En second lieu, Michel est accusé d'avoir livré aux agents de cette même puissance étrangere le secret des expéditions militaires, dont il étoit instruit, à raison de son état.

Les débats et les aveux de Michel ont encore dû vous offrir les éléments propres à déterminer votre conviction sur ce second

chef d'accusation.

On vous a dit, Messieurs, que, suivant le code de 1791, ce crime n'étoit punissable, que lorsqu'il avoit été commis par des fonctionnaires publics.

Mais l'article 80 du code pénal de 1810 punit également tout fonctionnaire public, tout agent du Gouvernement, oU TOUTE AUTRE PERSONNÉ qui aura livré le secret dont elle étoit instruite.

Or, la trahison de Michel, qui, de son aveu, remonte à huit ou neuf ans, ne s'est-elle pas continuée avec beaucoup plus d'activité en 1810 et 1812, nous voulons dire depuis le nouveau Code pénal?

On a plaidé que, dans ces derniers temps, Michel, n'étant plus employé au bureau du mouvement, n'étoit plus instruit, à raison de son état, du secret des expéditions, qu'il a livré ; et qu'il ne s'est procuré ce secret, qu'en corrompant d'autres employés que vous voyez traduits devant la Cour, comme ses complices.
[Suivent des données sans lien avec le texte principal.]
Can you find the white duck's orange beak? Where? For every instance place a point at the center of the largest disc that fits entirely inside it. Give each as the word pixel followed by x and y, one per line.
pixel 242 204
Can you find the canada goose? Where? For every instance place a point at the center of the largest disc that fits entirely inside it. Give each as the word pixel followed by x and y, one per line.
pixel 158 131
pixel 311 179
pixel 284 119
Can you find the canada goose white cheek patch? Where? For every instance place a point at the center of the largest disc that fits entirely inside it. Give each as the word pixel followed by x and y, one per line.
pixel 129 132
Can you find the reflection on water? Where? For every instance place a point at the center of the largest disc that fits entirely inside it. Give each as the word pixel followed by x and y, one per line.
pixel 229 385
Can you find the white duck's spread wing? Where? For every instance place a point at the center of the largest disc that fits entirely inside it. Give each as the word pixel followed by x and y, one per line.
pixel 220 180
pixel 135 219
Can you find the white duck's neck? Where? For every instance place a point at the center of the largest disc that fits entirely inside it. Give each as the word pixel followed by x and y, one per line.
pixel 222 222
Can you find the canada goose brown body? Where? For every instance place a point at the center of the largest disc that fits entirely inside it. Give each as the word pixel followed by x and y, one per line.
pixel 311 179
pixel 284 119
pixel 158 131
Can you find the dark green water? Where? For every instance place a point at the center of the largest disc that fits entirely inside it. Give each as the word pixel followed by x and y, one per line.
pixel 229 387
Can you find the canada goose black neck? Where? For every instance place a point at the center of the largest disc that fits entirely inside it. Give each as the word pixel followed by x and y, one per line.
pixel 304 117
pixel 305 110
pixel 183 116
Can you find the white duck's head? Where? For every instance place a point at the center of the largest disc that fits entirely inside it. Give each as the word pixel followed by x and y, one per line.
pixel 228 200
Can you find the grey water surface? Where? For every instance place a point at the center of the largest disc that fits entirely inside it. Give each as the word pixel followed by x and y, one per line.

Mais n'est-il pas convenu dans l'instruction, et sur-tout aux débats, qu'il avoit fourni lui-même personnellement une partie des renseignements qui ont servi à la rédaction du grand travail, mis au net par Salmon et donné par Michel à M. Krafft.

Salmon ne vous a-t-il pas déclaré, qu'il avoit expédié ce grand travail sur des notes écrites en partie de la main de Michel?

Ces renseignements, ces notes, comment Michel se les étoit-il procurés?-Les uns, par Saget.-Les autres, parlui-même, dans le temps qu'il étoit employé au bureau du mouvement: telles étoient les notions générales qu'il avoit prises, dans ce bureau sur la force des divers corps. D'autres enfin, par le livret d'emplacement qui existe dans différents bureaux, notamment dans celui de l'habillement, où il étoit employé, à l'époque de son arrestation.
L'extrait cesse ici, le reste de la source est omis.